Come se la passa oggi il guerrilla marketing nell’era della digital transformation? Prima di fare il punto sull’attuale stato dell’arte e sulle prospettive future proviamo a chiarire alcuni aspetti, così da evitare visioni semplificatorie.

Guerrilla marketing: definizione, tattiche, equivoci

Una definizione

Torniamo alla nostra domanda di partenza: cos’è il Guerrilla marketing?

In una delle sue molte interviste Jay Conrad Levinson definisce il guerrilla marketing come l’insieme di tattiche non convenzionali utilizzate per raggiungere obiettivi convenzionali (su tutti: il profitto) con piccoli budget a disposizione. Il guerrillero ha bisogno solo di tre cose: “tempo, energia, immaginazione”. Al là di alcune formule romantiche, bizzarre o velleitarie, la teoria di Levinson procede per massime fulminanti, traducibili in altrettante domande, che delineano una strategia piuttosto sofisticata, ben radicata nei principali assunti del marketing tradizionale:

Le tattiche più popolari

Nel tentativo di costruire una tassonomia del guerrilla marketing, sono state individuate tredici tattiche particolarmente popolari. L’elenco non ha, evidentemente, alcuna pretesa di essere completo o definitivo.

  1. Word-of-Mouth (inventando pettegolezzi strategici o “segreti”)
  2. Hand-to-Hand (la condivisione fisica e intima dei prodotti)
  3. Graffiti e Reverse graffiti (quest’ultimo utilizza superfici sporche o rovinate)
  4. Stealth (posizionamenti di prodotti che le persone non notano)
  5. Ambush (“agguato”, dirottamento dell’esposizione di grandi eventi organizzati dai competitors)
  6. Flash Mob (gruppi di persone che compiono un atto insolito o apparentemente casuale, prima di disperdersi all’improvviso, così come si sono formati)
  7. Esperienziale (esperienza immersiva in prodotti e servizi)
  8. Poster o Stickers (a volte criptici, spesso molto numerosi, in posizioni strategiche)
  9. Proiezioni (per esempio su edifici, possono talvolta essere illegali)
  10. Waiting Marketing (dove i destinatari sono in attesa di qualcosa, per esempio di un autobus)
  11. Treasure Hunts (seminando indizi che creano un senso di intrigo)
  12. Grassroots (rivolto agli appassionati di Brand che condivideranno il tuo messaggio ovunque)
  13. Ambient (posizionamenti inaspettati che incoraggiano i passanti a fermarsi e pensare)

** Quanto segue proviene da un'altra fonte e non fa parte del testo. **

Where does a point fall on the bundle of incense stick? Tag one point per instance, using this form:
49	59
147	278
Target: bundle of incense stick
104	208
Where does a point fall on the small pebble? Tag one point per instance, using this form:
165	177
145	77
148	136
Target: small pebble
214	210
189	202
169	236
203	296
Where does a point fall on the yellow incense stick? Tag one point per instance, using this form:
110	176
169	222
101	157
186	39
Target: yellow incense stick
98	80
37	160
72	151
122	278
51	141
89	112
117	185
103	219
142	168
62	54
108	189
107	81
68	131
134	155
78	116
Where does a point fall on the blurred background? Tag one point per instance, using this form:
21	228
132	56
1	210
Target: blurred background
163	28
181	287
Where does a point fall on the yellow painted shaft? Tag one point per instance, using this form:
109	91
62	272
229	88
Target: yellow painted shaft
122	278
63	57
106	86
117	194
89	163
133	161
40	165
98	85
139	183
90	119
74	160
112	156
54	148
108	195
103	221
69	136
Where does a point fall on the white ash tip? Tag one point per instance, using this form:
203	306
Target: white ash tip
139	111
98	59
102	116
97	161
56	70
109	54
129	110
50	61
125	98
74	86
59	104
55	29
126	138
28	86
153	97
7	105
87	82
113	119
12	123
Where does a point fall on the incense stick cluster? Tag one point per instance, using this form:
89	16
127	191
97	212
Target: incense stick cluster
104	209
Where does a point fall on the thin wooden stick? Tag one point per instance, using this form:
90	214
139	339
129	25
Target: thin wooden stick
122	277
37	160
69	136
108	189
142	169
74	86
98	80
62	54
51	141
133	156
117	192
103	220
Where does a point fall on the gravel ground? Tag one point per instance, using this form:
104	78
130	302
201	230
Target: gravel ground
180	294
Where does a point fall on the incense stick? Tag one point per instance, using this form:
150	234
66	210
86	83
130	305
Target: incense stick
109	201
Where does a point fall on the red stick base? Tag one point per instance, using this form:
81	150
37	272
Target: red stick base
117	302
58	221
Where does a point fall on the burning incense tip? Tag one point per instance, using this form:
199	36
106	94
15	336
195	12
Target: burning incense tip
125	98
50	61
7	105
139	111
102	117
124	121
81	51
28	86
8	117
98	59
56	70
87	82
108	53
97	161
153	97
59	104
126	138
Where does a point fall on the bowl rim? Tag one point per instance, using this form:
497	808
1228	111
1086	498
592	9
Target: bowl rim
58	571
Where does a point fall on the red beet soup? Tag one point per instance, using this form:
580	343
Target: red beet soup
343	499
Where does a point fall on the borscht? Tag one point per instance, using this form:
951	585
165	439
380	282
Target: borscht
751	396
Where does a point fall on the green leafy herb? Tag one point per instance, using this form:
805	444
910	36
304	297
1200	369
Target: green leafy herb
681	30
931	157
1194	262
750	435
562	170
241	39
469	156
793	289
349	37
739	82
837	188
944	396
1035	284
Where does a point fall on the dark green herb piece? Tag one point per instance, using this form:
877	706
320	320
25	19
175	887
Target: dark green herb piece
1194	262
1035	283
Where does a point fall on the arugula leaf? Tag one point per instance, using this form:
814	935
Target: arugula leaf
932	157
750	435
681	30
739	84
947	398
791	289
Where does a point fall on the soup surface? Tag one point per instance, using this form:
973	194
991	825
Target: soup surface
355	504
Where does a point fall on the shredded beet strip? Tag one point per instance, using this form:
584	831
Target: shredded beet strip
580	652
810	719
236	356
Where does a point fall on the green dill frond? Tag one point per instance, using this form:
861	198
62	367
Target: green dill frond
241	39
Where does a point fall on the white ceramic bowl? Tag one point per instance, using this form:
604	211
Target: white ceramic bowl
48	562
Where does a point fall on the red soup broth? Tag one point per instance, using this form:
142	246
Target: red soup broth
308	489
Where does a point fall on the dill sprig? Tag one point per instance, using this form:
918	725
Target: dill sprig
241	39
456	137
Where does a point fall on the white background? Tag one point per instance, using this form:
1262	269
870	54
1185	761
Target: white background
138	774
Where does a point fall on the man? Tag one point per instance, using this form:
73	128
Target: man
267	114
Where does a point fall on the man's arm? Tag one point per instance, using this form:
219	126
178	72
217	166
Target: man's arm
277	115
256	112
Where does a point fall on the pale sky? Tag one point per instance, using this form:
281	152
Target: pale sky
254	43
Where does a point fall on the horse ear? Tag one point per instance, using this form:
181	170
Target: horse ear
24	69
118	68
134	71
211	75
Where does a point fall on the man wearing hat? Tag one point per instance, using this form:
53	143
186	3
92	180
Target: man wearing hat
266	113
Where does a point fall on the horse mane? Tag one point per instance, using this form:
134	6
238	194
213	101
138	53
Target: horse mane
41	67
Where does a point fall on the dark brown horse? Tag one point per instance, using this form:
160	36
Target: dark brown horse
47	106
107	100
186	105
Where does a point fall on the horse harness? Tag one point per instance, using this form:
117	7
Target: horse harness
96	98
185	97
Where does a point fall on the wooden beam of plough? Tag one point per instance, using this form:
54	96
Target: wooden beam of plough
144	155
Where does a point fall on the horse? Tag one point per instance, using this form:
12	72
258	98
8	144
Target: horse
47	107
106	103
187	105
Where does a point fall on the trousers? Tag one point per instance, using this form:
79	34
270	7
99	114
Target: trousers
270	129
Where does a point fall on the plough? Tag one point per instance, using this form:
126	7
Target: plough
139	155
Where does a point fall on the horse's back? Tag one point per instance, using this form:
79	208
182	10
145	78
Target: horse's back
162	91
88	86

Gli equivoci: quale visibilità?

Le definizioni non sono finite. In tanti si sono chiesti cos’è il Guerrilla marketing e hanno provato a rispondere a questa domanda.

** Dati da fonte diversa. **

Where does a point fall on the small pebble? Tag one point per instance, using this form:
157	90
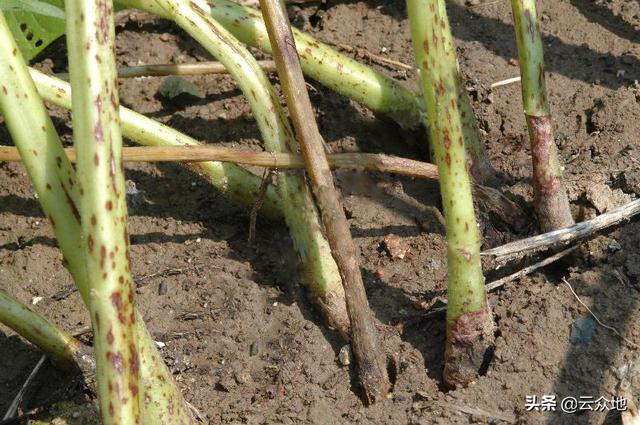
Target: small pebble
610	60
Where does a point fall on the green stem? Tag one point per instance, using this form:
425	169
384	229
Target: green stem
325	65
551	202
370	359
232	181
469	322
64	350
103	208
321	274
54	180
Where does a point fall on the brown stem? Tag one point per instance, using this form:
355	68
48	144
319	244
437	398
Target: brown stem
372	373
160	70
280	160
490	199
552	204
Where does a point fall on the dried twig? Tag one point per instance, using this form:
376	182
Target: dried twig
506	82
266	178
562	236
502	281
529	269
281	160
380	60
604	325
479	412
200	68
372	373
13	407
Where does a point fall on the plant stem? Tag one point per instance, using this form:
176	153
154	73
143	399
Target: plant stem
280	160
54	180
103	208
232	181
372	373
353	79
321	274
550	195
325	65
480	167
64	350
469	322
199	68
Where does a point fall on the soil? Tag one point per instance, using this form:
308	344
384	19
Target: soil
225	297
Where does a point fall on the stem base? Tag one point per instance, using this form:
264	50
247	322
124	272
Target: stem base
551	202
469	346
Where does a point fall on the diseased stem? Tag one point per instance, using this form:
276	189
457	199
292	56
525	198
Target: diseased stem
325	65
480	167
321	274
469	322
280	160
200	68
551	202
54	180
103	209
370	360
232	181
64	350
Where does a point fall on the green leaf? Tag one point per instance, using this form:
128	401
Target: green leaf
33	23
33	6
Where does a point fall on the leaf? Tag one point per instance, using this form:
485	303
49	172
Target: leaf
32	23
33	6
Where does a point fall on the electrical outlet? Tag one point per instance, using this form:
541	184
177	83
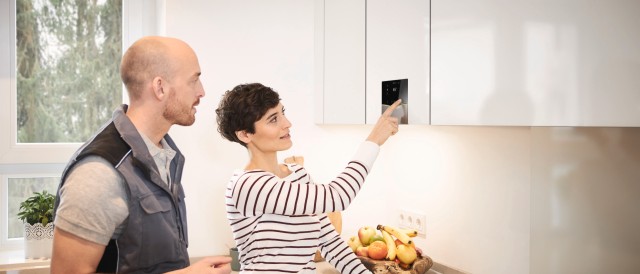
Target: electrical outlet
413	220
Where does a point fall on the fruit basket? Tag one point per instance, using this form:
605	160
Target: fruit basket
420	266
390	251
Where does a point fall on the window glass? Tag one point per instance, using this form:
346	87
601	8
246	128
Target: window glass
19	189
67	68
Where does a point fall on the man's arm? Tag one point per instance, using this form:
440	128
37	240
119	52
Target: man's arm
72	254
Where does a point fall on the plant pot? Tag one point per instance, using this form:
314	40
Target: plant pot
38	241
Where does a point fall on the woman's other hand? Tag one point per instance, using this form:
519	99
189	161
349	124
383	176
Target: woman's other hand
386	126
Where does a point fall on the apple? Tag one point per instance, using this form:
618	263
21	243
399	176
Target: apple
419	251
406	254
377	250
376	237
354	243
365	233
362	251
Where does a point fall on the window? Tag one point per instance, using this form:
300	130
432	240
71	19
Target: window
67	68
59	81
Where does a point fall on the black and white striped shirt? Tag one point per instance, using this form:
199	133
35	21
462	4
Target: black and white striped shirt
279	223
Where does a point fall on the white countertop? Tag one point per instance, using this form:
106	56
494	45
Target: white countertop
326	268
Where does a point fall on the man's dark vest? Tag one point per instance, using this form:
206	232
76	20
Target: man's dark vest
154	239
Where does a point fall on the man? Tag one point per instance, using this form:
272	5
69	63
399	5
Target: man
120	205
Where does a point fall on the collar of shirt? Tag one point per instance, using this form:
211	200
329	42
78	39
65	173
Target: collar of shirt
161	156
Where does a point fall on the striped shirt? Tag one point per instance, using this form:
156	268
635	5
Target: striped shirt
279	223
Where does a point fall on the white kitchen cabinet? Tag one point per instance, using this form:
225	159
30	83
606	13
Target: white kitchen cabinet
397	47
339	61
360	44
535	63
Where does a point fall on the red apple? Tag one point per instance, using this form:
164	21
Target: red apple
378	250
365	233
362	251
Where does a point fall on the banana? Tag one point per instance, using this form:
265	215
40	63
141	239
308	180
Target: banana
403	237
410	232
391	245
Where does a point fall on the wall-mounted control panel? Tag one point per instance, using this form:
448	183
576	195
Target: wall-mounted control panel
393	90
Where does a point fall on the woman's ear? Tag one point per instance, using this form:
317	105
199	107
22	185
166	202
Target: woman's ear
243	136
158	88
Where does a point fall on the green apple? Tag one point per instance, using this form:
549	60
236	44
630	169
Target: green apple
354	243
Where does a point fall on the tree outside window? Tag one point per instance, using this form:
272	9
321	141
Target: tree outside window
68	55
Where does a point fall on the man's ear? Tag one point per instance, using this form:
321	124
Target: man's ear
158	88
244	136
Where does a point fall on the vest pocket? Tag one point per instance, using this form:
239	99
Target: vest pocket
151	204
159	238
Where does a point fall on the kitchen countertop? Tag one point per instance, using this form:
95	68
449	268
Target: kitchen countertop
326	268
42	267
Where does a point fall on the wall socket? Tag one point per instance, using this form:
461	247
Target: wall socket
413	220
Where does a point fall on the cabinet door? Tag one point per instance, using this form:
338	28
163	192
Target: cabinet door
339	61
398	48
535	63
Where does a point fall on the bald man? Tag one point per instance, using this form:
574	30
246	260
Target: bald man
120	205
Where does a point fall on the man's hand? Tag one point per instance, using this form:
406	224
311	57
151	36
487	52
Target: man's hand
208	265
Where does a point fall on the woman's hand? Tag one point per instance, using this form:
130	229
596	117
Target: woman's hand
386	126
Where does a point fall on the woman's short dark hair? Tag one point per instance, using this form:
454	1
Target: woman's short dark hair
241	107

Nelle prime pagine della quarta edizione (inglese) del suo libro, Levinson scrive: “guerrilla marketing è la verità resa affascinante, e tutti sappiamo che il marketing ordinario non riguarda né la verità né la rende affascinante. Guerrilla marketing è la chance di insegnare ai tuoi prospect e ai tuoi clienti come raggiungere il successo, indipendentemente dai loro obiettivi. Il guerrilla marketing è un circolo: inizia con la tua idea, che mira a generare profitti e prosegue grazie al supporto provvidenziale di clienti referral (clienti che suggeriscono a terzi di rivolgersi all’impresa per la qualità e le prestazioni dei suoi prodotti o servizi)” (fonte: Guerrilla Marketing, 1998).

Molto di più, quindi, di “tattiche di guerriglia”, dispiegate in quantità nella ricerca affannosa di un effetto sorpresa sempre più difficile da ottenere. Il guerrilla marketing più riuscito non si focalizza soltanto sull’unicità e la memorabilità della campagna ma anche e soprattutto sulla capacità, attraverso l’attivazione virale del passaparola (difficilmente prevedibile e praticamente incontrollabile) di creare e rafforzare nel tempo l’identità del Brand, andando ad agire a un livello più profondo, sulle abitudini di acquisto delle persone.

Andrea Frausin in una lunga intervista sul sito Inside Marketing si sofferma sugli equivoci del guerrilla marketing. In particolare, invita a riflettere sulla vera natura della visibilità che un Brand può guadagnare attraverso una o più di queste iniziative.

“Quanto questa visibilità spontanea e spontaneamente guadagnata è effettivamente utile nel lungo o medio periodo? Una singola azione di marketing – spiega Frausin – non è mai vero guerrilla marketing”, che dovrebbe invece sempre configurarsi come “un mix di azioni”.